Fig. 2: The normalized Raman susceptibility and detailed balance.

a Raman susceptibility of RuCl₃, \(\Delta {\rm{Im}}[\chi (\omega ,T)]={\rm{Im}}[\chi (\omega ,T)]-{\rm{Im}}[\chi (\omega ,150\,{\rm{K}})]\)). The curves with black outlines are the contour plots of the Fermi function (Δn_F(ω∕2, T) = n_F(ω∕2, 150) − n_F(ω∕2, T)). Both data and the prediction are normalized to their maximum values. The agreement between the two confirms that Raman creates magnetic excitations that are made of pairs of fermions.

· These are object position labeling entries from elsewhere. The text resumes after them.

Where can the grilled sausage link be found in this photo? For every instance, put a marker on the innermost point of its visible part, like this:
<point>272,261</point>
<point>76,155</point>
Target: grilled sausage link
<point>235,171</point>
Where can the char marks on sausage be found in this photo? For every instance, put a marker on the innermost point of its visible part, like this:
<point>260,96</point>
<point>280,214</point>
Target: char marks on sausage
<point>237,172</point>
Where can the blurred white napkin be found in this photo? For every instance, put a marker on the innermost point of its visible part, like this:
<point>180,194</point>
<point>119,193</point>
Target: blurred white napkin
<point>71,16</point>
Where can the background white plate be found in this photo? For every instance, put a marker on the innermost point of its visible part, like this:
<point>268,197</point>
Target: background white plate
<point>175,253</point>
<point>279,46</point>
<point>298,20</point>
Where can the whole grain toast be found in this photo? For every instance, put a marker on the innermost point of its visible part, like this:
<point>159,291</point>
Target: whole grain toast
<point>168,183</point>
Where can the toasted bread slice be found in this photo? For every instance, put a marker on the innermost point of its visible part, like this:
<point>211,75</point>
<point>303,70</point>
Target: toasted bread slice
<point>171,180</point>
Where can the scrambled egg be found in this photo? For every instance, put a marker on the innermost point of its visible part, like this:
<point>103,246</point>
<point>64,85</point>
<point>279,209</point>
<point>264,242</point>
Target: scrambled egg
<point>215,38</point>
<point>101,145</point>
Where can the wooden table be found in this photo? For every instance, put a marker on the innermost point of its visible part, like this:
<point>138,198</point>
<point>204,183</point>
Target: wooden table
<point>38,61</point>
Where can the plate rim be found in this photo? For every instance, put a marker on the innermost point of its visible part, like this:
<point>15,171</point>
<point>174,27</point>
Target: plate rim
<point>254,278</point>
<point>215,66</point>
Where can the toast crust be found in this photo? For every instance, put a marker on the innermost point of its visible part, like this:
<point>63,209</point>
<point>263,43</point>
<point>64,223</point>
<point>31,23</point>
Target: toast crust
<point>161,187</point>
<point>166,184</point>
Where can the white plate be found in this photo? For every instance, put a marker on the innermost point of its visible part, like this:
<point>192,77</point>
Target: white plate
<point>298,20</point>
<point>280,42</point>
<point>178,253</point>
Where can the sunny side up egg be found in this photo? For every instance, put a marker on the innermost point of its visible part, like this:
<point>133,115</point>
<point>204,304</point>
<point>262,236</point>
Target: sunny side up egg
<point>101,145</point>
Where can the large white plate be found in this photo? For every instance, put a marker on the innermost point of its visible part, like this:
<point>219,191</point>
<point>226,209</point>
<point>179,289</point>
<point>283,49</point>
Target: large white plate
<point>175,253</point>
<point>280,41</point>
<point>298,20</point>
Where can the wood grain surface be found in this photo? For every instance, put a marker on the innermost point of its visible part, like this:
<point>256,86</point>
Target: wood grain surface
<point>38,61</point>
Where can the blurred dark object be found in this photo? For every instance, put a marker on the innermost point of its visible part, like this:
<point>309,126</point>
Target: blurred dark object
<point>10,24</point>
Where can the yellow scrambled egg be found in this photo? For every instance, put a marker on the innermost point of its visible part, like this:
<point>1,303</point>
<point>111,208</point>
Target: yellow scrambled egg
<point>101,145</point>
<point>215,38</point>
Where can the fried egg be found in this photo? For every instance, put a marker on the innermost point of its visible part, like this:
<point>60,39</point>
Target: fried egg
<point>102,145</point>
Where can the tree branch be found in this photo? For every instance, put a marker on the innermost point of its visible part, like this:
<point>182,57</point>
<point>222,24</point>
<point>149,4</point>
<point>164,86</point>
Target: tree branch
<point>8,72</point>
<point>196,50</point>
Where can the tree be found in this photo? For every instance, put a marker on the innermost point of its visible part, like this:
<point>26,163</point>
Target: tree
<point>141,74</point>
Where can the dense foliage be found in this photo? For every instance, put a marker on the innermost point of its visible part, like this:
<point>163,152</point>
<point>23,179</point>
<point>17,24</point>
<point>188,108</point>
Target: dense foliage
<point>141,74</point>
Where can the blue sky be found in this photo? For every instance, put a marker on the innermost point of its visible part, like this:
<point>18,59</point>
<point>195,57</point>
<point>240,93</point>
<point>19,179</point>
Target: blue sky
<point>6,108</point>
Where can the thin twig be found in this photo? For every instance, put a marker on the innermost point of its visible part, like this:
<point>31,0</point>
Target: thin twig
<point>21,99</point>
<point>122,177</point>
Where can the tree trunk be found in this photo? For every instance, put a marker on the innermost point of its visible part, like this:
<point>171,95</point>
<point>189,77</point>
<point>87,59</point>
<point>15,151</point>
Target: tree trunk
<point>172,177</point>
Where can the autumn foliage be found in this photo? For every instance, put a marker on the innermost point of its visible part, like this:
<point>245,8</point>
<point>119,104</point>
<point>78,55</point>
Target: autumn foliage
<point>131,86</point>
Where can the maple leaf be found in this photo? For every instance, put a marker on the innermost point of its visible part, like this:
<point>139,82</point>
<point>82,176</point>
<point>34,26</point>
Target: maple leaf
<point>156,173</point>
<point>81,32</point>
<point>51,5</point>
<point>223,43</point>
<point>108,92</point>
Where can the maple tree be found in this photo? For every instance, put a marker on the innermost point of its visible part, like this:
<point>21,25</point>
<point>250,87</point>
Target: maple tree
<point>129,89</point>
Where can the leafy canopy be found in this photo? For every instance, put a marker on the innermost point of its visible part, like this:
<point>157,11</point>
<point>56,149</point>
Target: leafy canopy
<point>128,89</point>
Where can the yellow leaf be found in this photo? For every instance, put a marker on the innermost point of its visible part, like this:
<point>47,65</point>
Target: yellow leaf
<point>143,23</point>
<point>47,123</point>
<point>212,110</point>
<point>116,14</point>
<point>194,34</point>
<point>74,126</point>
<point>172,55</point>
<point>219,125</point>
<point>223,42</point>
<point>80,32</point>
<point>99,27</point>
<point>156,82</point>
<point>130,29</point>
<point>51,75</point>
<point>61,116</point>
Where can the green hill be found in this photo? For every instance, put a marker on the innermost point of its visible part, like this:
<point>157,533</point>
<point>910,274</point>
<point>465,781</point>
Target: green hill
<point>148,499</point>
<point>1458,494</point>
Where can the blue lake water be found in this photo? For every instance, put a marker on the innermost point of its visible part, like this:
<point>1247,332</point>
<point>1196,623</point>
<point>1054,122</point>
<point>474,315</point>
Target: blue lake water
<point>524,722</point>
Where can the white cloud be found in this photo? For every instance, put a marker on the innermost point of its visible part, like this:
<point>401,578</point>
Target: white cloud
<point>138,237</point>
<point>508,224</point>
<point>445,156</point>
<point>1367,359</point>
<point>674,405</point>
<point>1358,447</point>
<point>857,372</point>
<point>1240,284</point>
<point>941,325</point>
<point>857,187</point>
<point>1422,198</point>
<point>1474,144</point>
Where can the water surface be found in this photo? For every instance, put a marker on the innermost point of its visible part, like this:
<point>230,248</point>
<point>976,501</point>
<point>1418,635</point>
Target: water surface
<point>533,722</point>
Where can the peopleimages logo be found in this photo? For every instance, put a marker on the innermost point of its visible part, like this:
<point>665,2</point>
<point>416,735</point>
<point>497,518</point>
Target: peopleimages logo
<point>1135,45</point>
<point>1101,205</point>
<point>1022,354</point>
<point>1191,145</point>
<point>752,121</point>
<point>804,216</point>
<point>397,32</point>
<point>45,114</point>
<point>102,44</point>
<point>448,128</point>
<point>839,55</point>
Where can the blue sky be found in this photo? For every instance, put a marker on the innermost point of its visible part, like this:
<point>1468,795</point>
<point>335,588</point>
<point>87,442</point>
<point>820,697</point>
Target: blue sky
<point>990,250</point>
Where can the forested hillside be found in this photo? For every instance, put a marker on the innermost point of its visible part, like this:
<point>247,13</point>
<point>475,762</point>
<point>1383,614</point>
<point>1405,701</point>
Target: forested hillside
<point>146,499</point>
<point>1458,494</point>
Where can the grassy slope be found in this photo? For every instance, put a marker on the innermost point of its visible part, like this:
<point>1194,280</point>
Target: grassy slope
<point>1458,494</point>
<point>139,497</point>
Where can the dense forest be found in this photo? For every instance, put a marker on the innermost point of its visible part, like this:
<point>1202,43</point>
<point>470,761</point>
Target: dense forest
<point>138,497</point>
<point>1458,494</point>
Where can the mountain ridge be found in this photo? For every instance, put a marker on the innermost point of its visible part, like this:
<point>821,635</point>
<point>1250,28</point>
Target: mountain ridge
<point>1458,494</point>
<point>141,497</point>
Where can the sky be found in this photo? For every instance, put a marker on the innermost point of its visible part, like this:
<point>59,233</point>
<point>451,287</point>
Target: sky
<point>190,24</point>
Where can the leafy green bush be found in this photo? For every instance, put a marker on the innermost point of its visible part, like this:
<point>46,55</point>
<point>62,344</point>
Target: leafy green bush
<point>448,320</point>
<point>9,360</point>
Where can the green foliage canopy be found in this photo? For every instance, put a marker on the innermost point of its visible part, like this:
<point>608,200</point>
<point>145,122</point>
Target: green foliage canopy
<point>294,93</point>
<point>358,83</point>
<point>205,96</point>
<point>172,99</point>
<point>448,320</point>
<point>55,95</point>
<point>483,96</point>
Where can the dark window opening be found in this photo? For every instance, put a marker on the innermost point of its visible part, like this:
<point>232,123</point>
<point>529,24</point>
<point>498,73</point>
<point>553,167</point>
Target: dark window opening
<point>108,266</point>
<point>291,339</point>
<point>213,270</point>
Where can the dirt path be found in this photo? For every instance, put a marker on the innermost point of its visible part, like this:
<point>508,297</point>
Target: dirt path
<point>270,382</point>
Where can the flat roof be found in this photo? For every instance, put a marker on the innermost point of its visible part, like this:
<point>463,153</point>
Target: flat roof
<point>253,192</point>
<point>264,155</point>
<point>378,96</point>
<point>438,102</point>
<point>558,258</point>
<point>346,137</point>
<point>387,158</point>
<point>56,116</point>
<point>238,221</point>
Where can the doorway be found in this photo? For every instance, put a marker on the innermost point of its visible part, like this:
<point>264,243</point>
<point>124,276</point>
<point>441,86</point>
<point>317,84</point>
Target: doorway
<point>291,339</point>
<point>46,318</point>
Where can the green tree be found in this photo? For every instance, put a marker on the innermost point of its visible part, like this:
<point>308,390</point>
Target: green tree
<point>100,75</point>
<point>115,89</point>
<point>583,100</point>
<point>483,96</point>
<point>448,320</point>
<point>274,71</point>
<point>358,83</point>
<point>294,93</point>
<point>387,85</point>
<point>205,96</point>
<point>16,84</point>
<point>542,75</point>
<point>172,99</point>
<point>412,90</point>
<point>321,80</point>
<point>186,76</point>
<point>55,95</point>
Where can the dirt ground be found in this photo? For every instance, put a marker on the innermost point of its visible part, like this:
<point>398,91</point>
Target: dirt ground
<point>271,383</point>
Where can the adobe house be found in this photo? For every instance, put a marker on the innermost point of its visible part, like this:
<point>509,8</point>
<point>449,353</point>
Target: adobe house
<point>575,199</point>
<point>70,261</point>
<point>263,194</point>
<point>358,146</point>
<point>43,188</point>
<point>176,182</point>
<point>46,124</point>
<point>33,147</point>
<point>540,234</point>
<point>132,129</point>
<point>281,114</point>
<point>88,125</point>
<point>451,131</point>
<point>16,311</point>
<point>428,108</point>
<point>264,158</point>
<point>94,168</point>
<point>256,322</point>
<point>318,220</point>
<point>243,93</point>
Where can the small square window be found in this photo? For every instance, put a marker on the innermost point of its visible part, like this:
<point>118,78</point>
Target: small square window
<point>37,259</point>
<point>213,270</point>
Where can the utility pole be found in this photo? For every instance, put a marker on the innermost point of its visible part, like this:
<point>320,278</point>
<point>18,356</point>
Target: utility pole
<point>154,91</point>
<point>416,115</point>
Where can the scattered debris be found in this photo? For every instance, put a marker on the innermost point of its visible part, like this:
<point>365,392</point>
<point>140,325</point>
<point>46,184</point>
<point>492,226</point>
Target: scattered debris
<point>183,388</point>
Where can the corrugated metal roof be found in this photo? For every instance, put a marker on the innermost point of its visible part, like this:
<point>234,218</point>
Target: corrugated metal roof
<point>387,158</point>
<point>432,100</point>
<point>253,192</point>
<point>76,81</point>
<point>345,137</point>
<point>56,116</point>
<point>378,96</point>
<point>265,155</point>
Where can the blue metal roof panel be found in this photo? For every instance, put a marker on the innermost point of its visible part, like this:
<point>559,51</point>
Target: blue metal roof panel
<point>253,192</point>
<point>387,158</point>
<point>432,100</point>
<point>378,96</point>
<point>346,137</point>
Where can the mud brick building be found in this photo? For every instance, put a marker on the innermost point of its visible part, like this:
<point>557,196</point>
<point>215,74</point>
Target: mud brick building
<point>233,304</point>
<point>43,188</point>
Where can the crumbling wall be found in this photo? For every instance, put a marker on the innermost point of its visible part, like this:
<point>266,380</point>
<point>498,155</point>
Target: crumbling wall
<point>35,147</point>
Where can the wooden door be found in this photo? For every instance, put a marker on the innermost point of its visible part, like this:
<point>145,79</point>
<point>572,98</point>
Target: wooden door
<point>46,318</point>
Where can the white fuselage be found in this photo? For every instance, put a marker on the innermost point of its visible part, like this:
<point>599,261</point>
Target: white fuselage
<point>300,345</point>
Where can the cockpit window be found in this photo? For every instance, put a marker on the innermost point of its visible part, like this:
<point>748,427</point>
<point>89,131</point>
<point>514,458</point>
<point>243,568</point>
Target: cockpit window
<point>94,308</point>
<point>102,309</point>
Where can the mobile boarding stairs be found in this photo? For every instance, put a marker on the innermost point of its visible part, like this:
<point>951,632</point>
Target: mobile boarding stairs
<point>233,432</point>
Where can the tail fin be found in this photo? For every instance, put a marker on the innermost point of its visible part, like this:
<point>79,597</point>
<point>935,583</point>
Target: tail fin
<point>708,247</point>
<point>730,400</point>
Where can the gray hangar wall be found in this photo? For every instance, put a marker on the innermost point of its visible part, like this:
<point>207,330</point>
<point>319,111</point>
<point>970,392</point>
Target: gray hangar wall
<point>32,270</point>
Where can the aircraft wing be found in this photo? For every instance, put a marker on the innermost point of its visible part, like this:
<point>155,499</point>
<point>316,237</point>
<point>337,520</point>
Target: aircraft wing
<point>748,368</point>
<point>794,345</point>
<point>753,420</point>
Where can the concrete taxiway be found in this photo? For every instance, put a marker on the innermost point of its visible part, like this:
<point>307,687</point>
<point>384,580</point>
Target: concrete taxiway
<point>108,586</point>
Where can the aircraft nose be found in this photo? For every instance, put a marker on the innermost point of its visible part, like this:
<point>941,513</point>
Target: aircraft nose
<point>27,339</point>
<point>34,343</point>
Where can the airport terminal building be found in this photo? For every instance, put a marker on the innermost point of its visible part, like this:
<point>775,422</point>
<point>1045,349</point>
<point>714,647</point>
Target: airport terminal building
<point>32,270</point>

The upturn of the Raman intensity in the high temperature and low energy range results from thermal fluctuations of the magnetism (quasi-elastic scattering). b Raman susceptibility of a similar magnet, Cr₂Ge₂Te₆, where, opposite to α-RuCl₃, ΔIm[χ(ω, T)] is negative and does not match n_F(ω∕2, T). c Comparison of n_F(ω∕2, T) and \(\Delta {\rm{Im}}[\chi (\omega ,T)]\) of RuCl₃ at fixed temperatures. The agreement further confirms the excitations are fermionic. d The excellent agreement between Stokes and anti-Stokes spectra of α-RuCl₃ when normalized by the Boltzmann factor demonstrates the absence of laser heating.